麻生財務相と同じく、安倍政権を支える重要閣僚の一人、岸田文雄外相も動き始めている。安倍首相は4月に開かれた岸田派のパーティで、「岸田さんにはもっと上(首相)を目指してほしいが、もうしばらく我慢してほしい」と岸田外相への禅譲をほのめかしている。

 事実、岸田外相は、次の総理総裁の最有力候補といわれるが、「宏池会(岸田派)が今年で結成60周年の節目を迎えたこともあり、派閥メンバーからは“首相のイエスマンではなく、はっきりとポスト安倍を意識した動きをするべき”との声が上がっています。また、加計学園騒動後は、“このまま安倍政権に協力し続けると、共倒れになる恐れもある”との不安も出てきました。ここらが“決断の時”でしょう」(前出のデスク)

 こうしたムードを受けて、岸田外相も踏み込んだ発言をするようになってきた。安倍首相が憲法9条を改正し、「自衛隊の存在をしっかりと位置づける」と表明したことに対して、岸田派の研修会で挨拶し、「当面、憲法第9条自体は改正することを考えない。これが私たちの立場ではないか」と主張したのだ。

「これは安倍政権そのものに対する“ノー”の意思表示だと言えます。過去の例からも、タカ派的な政権の後はリベラルな政権が誕生しています。その意味で、岸田氏には十分チャンスがあるはず」(前出の本澤氏)
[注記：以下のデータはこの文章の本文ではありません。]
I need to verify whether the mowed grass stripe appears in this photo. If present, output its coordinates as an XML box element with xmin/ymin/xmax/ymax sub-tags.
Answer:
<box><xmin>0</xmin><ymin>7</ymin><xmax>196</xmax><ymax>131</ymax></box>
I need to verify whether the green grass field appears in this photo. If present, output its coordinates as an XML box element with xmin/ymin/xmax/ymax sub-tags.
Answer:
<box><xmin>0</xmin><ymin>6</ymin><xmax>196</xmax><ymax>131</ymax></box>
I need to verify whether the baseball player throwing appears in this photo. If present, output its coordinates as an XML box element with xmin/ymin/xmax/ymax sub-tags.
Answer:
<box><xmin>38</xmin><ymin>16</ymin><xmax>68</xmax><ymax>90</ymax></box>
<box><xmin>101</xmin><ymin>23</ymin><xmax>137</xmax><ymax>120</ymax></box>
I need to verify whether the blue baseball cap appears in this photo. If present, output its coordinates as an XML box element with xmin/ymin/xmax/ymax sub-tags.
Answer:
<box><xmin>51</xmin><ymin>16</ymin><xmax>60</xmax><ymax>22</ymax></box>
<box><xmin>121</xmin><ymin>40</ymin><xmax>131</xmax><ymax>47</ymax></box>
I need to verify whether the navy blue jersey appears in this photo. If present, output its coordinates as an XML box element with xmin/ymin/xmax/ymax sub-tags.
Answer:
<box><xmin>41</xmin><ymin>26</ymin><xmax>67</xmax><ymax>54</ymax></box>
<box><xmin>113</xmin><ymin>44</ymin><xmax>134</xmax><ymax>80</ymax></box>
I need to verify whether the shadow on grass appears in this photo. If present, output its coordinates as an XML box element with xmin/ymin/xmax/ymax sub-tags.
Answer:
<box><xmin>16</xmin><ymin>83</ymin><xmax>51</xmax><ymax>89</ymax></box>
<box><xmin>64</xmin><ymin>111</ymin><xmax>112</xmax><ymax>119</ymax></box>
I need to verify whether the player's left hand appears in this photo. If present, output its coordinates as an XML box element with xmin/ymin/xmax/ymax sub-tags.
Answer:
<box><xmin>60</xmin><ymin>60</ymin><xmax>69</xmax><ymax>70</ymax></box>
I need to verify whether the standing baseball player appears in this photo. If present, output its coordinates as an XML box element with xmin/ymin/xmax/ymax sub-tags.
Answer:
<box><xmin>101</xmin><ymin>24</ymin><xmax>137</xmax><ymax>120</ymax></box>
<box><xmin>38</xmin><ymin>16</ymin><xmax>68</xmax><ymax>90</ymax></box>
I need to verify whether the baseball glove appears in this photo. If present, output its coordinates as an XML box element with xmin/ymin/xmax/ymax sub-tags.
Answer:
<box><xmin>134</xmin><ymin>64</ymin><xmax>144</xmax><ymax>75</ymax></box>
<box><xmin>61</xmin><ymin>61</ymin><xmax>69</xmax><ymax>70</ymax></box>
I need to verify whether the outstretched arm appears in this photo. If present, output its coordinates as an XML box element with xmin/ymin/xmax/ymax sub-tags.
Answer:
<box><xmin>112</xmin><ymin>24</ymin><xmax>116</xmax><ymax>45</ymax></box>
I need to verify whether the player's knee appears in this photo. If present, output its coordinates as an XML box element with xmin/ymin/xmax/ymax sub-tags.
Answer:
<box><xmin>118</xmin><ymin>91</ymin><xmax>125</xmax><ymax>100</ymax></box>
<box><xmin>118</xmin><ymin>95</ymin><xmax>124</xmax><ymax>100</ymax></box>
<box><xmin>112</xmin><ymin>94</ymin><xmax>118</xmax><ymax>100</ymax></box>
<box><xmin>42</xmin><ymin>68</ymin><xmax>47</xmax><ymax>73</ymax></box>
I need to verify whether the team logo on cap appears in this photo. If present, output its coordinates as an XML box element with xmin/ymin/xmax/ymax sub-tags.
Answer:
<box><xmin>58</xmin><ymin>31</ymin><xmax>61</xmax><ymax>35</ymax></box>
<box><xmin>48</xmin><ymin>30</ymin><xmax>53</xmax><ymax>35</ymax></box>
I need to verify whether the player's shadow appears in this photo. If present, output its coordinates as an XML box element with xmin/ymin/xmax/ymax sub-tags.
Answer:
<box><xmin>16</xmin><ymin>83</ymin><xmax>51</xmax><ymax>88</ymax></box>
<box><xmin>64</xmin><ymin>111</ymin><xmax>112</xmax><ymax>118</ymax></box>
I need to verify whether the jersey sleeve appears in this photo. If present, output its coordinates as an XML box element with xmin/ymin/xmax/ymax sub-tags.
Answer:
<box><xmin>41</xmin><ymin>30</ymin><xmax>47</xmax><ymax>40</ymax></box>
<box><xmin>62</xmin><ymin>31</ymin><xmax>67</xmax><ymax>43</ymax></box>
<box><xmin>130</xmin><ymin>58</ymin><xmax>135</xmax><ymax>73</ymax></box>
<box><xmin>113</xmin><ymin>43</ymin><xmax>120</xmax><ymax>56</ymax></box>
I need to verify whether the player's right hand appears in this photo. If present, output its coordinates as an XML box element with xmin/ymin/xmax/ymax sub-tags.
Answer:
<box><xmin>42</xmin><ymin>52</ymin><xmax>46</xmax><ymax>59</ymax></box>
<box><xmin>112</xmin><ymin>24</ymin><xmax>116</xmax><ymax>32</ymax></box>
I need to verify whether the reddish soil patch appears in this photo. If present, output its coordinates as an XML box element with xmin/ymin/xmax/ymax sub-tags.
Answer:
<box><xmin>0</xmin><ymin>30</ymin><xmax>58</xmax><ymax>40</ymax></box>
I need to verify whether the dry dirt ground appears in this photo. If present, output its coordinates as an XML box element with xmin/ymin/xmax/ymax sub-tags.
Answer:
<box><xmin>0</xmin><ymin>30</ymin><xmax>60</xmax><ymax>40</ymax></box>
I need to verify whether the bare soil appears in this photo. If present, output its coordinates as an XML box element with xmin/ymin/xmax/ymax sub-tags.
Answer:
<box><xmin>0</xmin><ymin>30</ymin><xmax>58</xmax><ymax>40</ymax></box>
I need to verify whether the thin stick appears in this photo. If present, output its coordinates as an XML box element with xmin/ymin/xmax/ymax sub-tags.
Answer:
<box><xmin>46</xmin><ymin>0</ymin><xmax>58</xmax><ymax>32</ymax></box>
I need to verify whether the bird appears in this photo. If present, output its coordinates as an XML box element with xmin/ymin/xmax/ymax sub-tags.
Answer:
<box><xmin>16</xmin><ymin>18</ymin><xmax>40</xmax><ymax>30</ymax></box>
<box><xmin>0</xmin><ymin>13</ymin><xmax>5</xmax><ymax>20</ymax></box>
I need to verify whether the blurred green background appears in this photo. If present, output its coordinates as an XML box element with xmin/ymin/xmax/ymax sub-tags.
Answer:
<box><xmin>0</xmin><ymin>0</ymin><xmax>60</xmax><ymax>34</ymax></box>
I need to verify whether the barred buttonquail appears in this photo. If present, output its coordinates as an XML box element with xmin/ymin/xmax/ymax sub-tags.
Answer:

 8月に噂される内閣改造だが、その際の新しい閣僚名簿に岸田氏の名はないとの情報も。“安倍首相のイエスマン”が、いよいよ牙を剥くときかもしれない。今夏の改造で、もう一人、閣僚名簿から名前が消えそうなのが、同じく安倍政権の重鎮・菅義偉官房長官だ。

「本人は党の幹事長を強く希望しているそうです。4年半、安倍政権の女房役を務め、安倍首相や閣僚の失言を鎮める役回りにうんざりしている面もあるんでしょう。ただ、菅さんには、麻生さんや岸田さんとは違って、総理になるという野心はありません。安倍政権よりも、次の政権での立ち位置を確保しようというのが、幹事長を希望する理由です」(自民党関係者)

 麻生、岸田という重要閣僚のみならず、女房役まで微妙な動きを始めた安倍政権。内部崩壊が静かに進行しているという話は、事実のようだ。そうなると、「本来は安倍首相とは水と油の関係」(前同)という二階俊博幹事長の動向も気になってくる。